Oral History: Diane Lane and the Emotions of Kissing on Camera

by Jack Tewksbury September 26, 2019
Actress Diane Lane, Golden Globe nominee, in 1984

hfpa archives

For over 40 years the HFPA has recorded famous and celebrated actresses, actors and filmmakers. The world's largest collection of its kind - over 10,000  items - is now in the Academy of Motion Pictures Arts & Sciences Margaret Herrick Library.

In this excerpt from our archives from 1984, twice Golden Globe nominee Diane Lane elaborates on the "vicarious flirting" that happens on set - in this case, the set of Francis Ford Coppola's The Cotton Club.
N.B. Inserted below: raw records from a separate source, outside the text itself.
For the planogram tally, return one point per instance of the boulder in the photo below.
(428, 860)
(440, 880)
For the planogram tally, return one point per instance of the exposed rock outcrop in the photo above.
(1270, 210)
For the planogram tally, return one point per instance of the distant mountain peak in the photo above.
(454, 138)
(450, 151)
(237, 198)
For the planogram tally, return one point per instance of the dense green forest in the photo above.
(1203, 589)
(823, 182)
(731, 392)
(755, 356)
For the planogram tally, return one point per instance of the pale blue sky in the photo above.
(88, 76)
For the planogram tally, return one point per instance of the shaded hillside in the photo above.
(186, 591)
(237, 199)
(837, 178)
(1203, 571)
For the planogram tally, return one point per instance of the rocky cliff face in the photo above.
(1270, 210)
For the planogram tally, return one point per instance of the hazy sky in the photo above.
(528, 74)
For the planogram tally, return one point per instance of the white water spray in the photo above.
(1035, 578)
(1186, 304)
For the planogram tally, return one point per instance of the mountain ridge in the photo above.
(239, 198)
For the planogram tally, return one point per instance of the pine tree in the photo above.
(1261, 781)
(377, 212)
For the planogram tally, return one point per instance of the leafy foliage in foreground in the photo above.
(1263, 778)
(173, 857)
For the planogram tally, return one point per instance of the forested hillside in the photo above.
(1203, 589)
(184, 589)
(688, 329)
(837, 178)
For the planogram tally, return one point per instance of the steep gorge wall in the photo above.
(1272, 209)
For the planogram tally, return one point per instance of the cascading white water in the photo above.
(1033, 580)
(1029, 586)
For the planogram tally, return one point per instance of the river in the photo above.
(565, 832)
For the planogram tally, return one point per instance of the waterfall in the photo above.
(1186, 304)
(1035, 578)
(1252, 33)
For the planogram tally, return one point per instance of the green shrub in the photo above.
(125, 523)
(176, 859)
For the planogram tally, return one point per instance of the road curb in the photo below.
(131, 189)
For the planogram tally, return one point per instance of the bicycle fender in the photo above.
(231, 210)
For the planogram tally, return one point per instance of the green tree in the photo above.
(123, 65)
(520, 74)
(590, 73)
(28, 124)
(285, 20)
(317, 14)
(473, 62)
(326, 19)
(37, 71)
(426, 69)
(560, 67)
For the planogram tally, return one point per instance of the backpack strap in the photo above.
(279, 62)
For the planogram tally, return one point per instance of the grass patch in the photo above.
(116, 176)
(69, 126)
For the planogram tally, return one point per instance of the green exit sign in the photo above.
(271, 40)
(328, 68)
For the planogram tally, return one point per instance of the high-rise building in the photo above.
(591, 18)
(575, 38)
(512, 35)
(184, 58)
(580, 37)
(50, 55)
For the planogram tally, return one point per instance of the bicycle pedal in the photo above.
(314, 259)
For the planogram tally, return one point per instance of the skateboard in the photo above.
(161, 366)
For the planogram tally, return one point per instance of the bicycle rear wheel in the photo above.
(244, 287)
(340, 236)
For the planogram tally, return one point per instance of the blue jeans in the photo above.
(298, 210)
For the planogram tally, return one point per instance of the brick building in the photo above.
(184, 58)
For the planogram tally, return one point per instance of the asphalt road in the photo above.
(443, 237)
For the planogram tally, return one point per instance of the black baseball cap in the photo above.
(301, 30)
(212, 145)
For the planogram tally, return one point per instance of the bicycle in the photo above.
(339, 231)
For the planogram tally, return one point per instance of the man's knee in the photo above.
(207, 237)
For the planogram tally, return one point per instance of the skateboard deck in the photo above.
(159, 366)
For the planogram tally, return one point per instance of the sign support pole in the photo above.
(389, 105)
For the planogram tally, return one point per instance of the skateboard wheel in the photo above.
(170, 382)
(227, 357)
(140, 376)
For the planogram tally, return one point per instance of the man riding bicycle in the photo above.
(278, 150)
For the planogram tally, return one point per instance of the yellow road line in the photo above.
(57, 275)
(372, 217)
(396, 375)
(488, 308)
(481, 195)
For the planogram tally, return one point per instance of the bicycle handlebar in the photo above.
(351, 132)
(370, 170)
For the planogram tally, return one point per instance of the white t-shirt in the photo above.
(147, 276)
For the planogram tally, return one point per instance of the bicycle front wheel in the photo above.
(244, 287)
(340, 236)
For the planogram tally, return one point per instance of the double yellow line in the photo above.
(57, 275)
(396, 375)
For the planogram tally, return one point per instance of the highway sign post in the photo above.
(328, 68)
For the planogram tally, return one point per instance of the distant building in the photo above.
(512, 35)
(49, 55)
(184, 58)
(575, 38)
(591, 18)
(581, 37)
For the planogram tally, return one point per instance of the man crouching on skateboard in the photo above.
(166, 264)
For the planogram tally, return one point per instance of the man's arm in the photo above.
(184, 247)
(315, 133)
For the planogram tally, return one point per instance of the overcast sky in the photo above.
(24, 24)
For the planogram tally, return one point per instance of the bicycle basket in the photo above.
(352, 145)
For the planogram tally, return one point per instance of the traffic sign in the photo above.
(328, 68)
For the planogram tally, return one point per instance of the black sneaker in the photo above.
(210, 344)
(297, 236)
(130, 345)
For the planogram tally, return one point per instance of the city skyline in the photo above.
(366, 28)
“Every leading man that I can think of I’ve ever worked with  I have vicarious self-consciousness as though maybe, you know, I mean, when you’re actually  filming that you’re in love but that when you’re on the set together and you’re supposed to be in love in the film, you are discovering each other in that way as though you might be as you talk and as you laugh together.  You have this feeling you are a couple and you’re very self-conscious about each other. 

The last scene of the film that Richard Gere and I did was my goodbye where I kiss him goodbye in the snow outside of the Cotton Club. The sun’s gonna come up and it’s 6 in the morning, December 24th and we have to wrap the movie now so let’s shoot the scene and go home. I’m crying and I’m kissing him and I was really crying because it was very sad for me to say goodbye and Richard was very moved and it was just all unspoken but so tangible, you know,  and so when  I was crying,  it was just very sad. 

So,  yeah, there’s always a vicarious flirting going on but it’s never consummated. And even if we really were attracted to each other in real life,  he’s got his woman who I like very much and he’s very in love with her so I wouldn’t get in the middle of that for anything, you know.”